Title: Beasts of The Southern Wild
Director: Benh Zeitlin
Cast: Quvenzhane Wallis and Dwight Henry
Creating a world is not an easy feat. And to do so in a low budget way, which can be believable adds to the level of skill in creating that world. It’s extraordinary to think that “Beasts of The Southern Wild” is the first feature from Benh Zeitlin, it has a certain maturity of world view that most filmmaker’s obtain in a lifetime. “Beast of The Southern Wild” is a wonderful movie but the filmmaking can use more worldliness.
Benh Zeitlin’s “Beasts of The Southern Wild” follows the story of father and daughter, Wink (Dwight Hnery) and Hushpuppy (Quvenzhané Wallis). They are disenfranchised from what would be called mainstream America, from the part of New Orleans called “the Bath Tub.” The “Bath Tub” is on the water on the other side of the levy and is poor, filthy and a completely fantastical world where rules don’t apply. What is so interesting in “Beast of The Southern Wild” is how it is placed in the universe and why it relates to everything around it.
Hushpuppy is the main character in this film and it really follows her every move and thought. That’s what I found so troubling with “Beast of The Southern Wild” is that everything she experiences is on the surface. What she says is what she feels. I found this to be completely lackluster in a film full of amazing visual oddities. The relationship between her father is abusive but somehow comes from love. She searches for her mother who left the family when Hushpuppy was only a baby and yet, her presence can be felt in every scene.
“Beasts of The Southern Wild” is a display of style, the power of the universe and imagination, but somehow it left me emotionally empty.
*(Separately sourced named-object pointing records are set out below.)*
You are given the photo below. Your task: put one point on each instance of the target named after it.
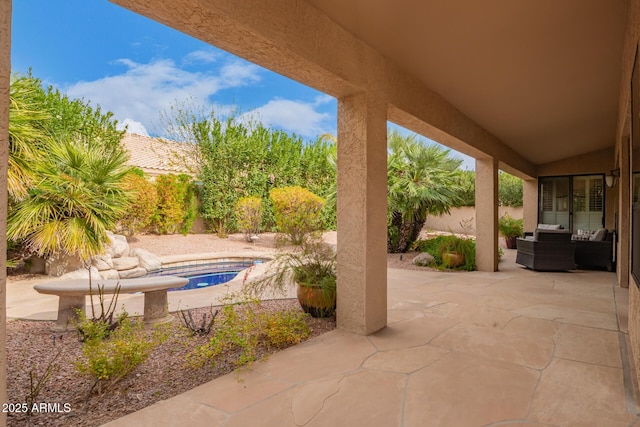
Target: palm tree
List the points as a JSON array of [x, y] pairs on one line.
[[422, 179], [78, 195]]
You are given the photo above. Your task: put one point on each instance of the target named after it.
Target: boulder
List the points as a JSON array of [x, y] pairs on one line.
[[118, 246], [83, 273], [423, 259], [59, 264], [125, 263], [146, 259], [37, 265], [102, 262], [132, 273]]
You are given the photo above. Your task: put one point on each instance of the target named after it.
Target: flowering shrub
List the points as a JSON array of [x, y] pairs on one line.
[[141, 210], [244, 327], [297, 211], [113, 358], [177, 204], [248, 216]]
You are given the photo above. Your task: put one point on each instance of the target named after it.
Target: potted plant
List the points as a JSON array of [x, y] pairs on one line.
[[511, 229], [312, 268]]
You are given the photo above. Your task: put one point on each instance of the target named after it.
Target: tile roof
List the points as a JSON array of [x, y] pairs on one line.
[[158, 156]]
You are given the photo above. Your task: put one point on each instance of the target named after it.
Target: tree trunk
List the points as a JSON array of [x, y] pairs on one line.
[[401, 235]]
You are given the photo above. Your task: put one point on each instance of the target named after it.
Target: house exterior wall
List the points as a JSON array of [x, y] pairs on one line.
[[622, 134], [463, 220]]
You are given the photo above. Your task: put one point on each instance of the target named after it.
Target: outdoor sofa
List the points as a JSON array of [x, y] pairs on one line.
[[547, 250], [596, 251]]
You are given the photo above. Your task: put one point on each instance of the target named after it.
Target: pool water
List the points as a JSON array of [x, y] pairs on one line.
[[204, 275]]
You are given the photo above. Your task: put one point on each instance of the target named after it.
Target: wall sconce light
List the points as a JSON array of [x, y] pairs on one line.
[[610, 179]]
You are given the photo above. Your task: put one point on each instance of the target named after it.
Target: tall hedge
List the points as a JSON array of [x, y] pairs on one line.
[[240, 159]]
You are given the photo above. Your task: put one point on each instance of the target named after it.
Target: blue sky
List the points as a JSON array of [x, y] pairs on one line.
[[138, 68]]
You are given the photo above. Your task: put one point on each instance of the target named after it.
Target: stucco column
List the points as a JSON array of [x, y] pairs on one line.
[[5, 77], [487, 214], [624, 215], [529, 204], [362, 214]]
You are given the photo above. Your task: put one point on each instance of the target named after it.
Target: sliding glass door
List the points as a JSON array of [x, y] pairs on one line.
[[575, 202], [554, 201]]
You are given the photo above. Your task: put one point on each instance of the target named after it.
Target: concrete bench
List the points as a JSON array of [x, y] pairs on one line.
[[72, 295]]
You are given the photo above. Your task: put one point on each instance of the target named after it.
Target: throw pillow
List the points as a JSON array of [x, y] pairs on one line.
[[599, 235], [549, 226]]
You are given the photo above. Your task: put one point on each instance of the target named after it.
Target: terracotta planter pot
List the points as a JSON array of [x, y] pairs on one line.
[[511, 242], [313, 301], [452, 259]]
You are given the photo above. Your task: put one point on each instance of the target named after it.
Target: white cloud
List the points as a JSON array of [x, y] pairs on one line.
[[200, 56], [133, 127], [144, 90], [292, 116]]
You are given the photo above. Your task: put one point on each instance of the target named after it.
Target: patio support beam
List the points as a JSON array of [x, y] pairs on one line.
[[487, 214], [624, 218], [530, 204], [5, 78], [362, 213]]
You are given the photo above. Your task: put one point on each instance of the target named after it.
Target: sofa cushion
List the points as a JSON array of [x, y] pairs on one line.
[[599, 235], [549, 226]]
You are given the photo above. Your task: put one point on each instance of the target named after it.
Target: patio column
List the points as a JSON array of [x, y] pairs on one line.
[[487, 214], [362, 213], [624, 218], [5, 77], [529, 204]]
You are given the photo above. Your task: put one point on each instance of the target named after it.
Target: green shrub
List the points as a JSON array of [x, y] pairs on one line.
[[283, 329], [177, 204], [297, 211], [244, 327], [248, 216], [113, 358], [510, 227], [509, 190], [449, 243], [144, 202]]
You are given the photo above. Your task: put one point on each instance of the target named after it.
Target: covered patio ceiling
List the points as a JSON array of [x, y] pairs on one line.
[[543, 76]]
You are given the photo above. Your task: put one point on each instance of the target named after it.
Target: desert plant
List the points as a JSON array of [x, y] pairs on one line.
[[239, 158], [26, 134], [449, 243], [101, 325], [509, 190], [113, 358], [77, 197], [510, 227], [204, 327], [248, 216], [140, 213], [312, 268], [244, 327], [297, 211], [422, 180]]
I couldn’t connect to the characters so well, probably because I was surrounded by this vast world. But as loose as the characters maybe, this is probably the best child acting I’ve seen in a while. So much so, I felt it was natural and believable.
At its very best, “Beasts of The Southern Wild” feels like David Gordon Green’s “George Washington” with hints of Terrence Malick, without the grandure, nuance or meaning. But at its worst, it feels like Harmony Korine’s “Gummo,” a film obsessed on how filthy cinema can be. For me, “Beast of the Southern Wild” is a mixed bag of a film. It’s full textures and visual feelings but in service of what?